Nie udało się obronić tytułu Halowych Mistrzyń Małopolski piłkarską Rysów Bukowina Tatrzańska. Tym razem w rozegranym w Krakowie turnieju finałowym zespół Pawła Podczerwisńskiego zajął drugie miejsce, ustępując miejsca na pierwszym stopnia podium pierwszej drużynie Bronowianki.
Rysy turniej zaczęły od dwóch zwycięstw 3:1 (gole Klaudia Maciążka dwie, Kamila Darda) nad UKS Jelna Staszkówka oraz 2:1 (gole Maciążka i Aleksandra Kukuczka) nad drugą z podhalańskich drużyn, LKS Szaflary. W meczu numer trzy bukowianki podzieliły się punktami z pierwszą drużyną Bronowianki, remisując 2:2 (gole Maciążka, Halina Półtorak). Wydawał się więc że Rysy są na dobrej drodze by obronić tytuł. Niestety w ostatnim spotkaniu uległy i to aż 0:6 drugiej drużynie Bronowianki.
- Bronowianka specjalizuje się w piłce halowej. Na co dzień obie drużyny grają w rozgrywkach ligowych. I to było widać. My z kolei traktujemy halę jaką przerywnik w przygotowaniach. Niemniej przegrana 0:6 nie powinna się nam przytrafić – przyznał prezes Rysów, Paweł Podczerwiński.
Najlepszą zawodniczką turnieju uznano Klaudię Maciążkę.

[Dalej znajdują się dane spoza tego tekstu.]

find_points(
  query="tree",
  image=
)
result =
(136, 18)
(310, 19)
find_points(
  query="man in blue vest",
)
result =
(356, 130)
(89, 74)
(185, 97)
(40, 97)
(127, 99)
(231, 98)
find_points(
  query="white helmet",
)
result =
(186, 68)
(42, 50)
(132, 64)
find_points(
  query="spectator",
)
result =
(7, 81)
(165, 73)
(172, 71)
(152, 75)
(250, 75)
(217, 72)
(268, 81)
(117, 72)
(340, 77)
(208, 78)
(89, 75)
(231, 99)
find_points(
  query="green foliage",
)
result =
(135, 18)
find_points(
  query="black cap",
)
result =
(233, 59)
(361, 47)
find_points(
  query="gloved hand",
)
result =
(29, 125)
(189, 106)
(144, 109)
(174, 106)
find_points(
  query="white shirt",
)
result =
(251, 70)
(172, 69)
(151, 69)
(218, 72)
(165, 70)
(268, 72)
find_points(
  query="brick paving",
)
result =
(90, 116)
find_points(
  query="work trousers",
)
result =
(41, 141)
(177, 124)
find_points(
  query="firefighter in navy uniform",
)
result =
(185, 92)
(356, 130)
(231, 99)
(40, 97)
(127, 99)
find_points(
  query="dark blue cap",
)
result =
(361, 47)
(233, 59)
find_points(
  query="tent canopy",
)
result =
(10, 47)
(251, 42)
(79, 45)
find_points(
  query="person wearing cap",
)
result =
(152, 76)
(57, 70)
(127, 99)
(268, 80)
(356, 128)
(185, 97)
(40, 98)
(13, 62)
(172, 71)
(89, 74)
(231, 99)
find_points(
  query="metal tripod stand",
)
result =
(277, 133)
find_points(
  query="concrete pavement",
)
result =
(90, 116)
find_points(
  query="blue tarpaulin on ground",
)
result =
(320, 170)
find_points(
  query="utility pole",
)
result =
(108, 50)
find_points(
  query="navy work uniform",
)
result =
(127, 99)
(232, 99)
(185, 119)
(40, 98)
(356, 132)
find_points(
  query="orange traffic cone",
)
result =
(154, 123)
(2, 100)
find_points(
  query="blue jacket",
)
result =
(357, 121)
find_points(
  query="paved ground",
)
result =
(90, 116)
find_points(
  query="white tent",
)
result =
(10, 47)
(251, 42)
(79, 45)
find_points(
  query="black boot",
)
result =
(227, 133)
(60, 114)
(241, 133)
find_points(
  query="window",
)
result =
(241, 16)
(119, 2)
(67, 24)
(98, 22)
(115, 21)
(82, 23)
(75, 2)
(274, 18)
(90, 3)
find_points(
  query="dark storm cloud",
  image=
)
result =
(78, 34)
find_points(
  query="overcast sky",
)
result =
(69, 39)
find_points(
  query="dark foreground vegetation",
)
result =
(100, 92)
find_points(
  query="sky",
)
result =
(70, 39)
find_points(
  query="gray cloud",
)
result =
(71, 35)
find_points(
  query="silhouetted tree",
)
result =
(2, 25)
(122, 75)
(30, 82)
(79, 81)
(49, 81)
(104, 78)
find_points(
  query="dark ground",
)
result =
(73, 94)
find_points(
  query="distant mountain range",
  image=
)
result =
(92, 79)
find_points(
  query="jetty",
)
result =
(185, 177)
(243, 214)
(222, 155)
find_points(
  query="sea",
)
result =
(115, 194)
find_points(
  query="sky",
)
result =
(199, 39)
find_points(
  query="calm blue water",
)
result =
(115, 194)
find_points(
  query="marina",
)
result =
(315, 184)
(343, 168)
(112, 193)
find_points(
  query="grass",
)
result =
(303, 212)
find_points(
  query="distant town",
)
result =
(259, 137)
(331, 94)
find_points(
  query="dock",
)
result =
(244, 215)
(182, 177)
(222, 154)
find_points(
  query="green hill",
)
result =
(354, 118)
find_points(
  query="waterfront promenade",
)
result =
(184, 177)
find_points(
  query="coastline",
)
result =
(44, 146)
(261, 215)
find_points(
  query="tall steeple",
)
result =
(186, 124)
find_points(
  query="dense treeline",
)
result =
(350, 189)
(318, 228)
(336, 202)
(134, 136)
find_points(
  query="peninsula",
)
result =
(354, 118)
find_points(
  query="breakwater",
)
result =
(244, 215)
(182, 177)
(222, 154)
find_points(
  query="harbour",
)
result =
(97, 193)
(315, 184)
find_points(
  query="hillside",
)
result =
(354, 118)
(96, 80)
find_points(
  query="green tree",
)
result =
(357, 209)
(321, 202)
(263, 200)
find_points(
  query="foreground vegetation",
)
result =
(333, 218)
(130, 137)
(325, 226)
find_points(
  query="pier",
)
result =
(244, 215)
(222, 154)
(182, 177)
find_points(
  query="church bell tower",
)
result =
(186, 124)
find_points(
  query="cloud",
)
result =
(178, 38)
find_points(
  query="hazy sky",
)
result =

Rysy: Patrycja Dulak, Justyna Kobylarczyk, Kamila Nowobilska, Kamila Darda, Aleksandra Kukuczka, Barbara Morawczyńska, Sabina Kornaś, Izabela Biel, Kristina Kokośkova, Aleksandra Misiura, Halina Półtorak, Klaudia Maciążka, Anna Jurkowska, Dominika Martinczak.